Managers of Georgia State Parks and Historic Sites Receive Honors at Recent Conference


Several Georgia State Park and Historic Site employees were honored recently at a conference at Unicoi State Park. Managers attended an awards ceremony celebrating those who make more than 60 national parks and historic sites exceptional destinations across Georgia. They also attended training sessions and shared ideas on park operations. Here are this year’s winners.

Henry Struble Director of the Year Award
Jessica James-Weems, Black Rock Mountain State Park, Mountain City
Director Jessica James-Weems is a wonderful example of a servant leader with an infectious can-do spirit. She fully supports her staff while ensuring that the needs of the fleet and customers are met. Her accomplishments in the Department of Natural Resources Search and Rescue team make her an invaluable asset, being a Division Certified Playground Safety Inspector and mentoring future rangers. The challenges of this higher elevation park, such as bear activity, snow and ice, and frequent maintenance, are always met quickly. James-Weems is one of the strongest leaders in the park network.

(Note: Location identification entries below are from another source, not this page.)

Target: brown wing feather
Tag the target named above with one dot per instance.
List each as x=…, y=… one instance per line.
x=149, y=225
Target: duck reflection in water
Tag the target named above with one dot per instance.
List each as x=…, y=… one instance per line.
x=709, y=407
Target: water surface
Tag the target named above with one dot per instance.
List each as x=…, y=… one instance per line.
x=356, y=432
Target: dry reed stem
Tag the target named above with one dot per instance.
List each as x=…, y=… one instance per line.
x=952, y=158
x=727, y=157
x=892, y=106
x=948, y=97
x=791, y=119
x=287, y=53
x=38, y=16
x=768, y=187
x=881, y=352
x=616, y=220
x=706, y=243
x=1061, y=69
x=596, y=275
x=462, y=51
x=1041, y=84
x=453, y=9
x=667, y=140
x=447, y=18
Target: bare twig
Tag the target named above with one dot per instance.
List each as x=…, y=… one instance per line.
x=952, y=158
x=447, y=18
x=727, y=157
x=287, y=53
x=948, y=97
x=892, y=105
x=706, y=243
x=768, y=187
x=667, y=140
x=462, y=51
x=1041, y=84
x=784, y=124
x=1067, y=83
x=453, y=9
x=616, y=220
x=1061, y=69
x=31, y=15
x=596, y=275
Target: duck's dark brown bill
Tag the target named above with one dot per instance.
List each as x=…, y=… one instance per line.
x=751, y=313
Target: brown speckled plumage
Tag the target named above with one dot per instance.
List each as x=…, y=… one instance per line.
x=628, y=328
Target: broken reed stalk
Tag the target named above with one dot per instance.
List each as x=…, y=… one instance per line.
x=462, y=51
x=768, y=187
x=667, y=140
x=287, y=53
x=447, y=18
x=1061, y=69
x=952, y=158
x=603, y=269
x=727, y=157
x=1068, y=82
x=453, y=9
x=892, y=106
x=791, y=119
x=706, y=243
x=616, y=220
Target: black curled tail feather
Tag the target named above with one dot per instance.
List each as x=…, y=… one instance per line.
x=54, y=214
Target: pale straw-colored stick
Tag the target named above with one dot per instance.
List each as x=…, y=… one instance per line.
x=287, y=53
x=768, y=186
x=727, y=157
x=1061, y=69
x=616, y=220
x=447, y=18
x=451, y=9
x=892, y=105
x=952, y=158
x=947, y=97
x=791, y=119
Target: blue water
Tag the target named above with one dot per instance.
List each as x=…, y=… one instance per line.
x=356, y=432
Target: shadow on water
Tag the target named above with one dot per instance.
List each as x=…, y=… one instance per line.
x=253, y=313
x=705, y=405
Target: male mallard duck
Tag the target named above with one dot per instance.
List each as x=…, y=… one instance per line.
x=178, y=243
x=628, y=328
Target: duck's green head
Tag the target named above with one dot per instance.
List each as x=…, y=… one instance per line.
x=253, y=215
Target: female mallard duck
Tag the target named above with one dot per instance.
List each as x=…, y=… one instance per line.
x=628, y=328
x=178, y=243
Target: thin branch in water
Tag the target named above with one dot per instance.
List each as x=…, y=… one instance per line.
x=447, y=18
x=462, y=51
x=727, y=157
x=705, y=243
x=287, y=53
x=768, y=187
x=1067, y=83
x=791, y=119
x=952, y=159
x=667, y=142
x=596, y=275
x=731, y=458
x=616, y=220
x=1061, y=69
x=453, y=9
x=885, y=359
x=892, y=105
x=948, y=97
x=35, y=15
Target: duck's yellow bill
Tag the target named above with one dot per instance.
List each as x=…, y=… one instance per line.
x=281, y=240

Mark Williams, Jessica James-Weems and Jeff Cown / Georgia State Parks and Historic Sites

Park Ranger Bravery Award
Mikayla Murphy – Providence Canyon State Park, Lumpkin and Florence Marina State Park, Omaha
Director Mikayla Murphy received a call indicating that a visitor had been stung by bees in Providence Canyon, did not have his EpiPen, and was in anaphylactic shock. Murphy was in Florence Marina but immediately rushed to the bottom of the canyon. Although passers-by gave the hiker an EpiPen, he had seizures, swelling and was unconscious. Murphy quickly transported him by UTV while Rhonda Hudson, a staff member, stabilized her head. The hiker was taken to hospital for life and was released the next day due to this immediate response.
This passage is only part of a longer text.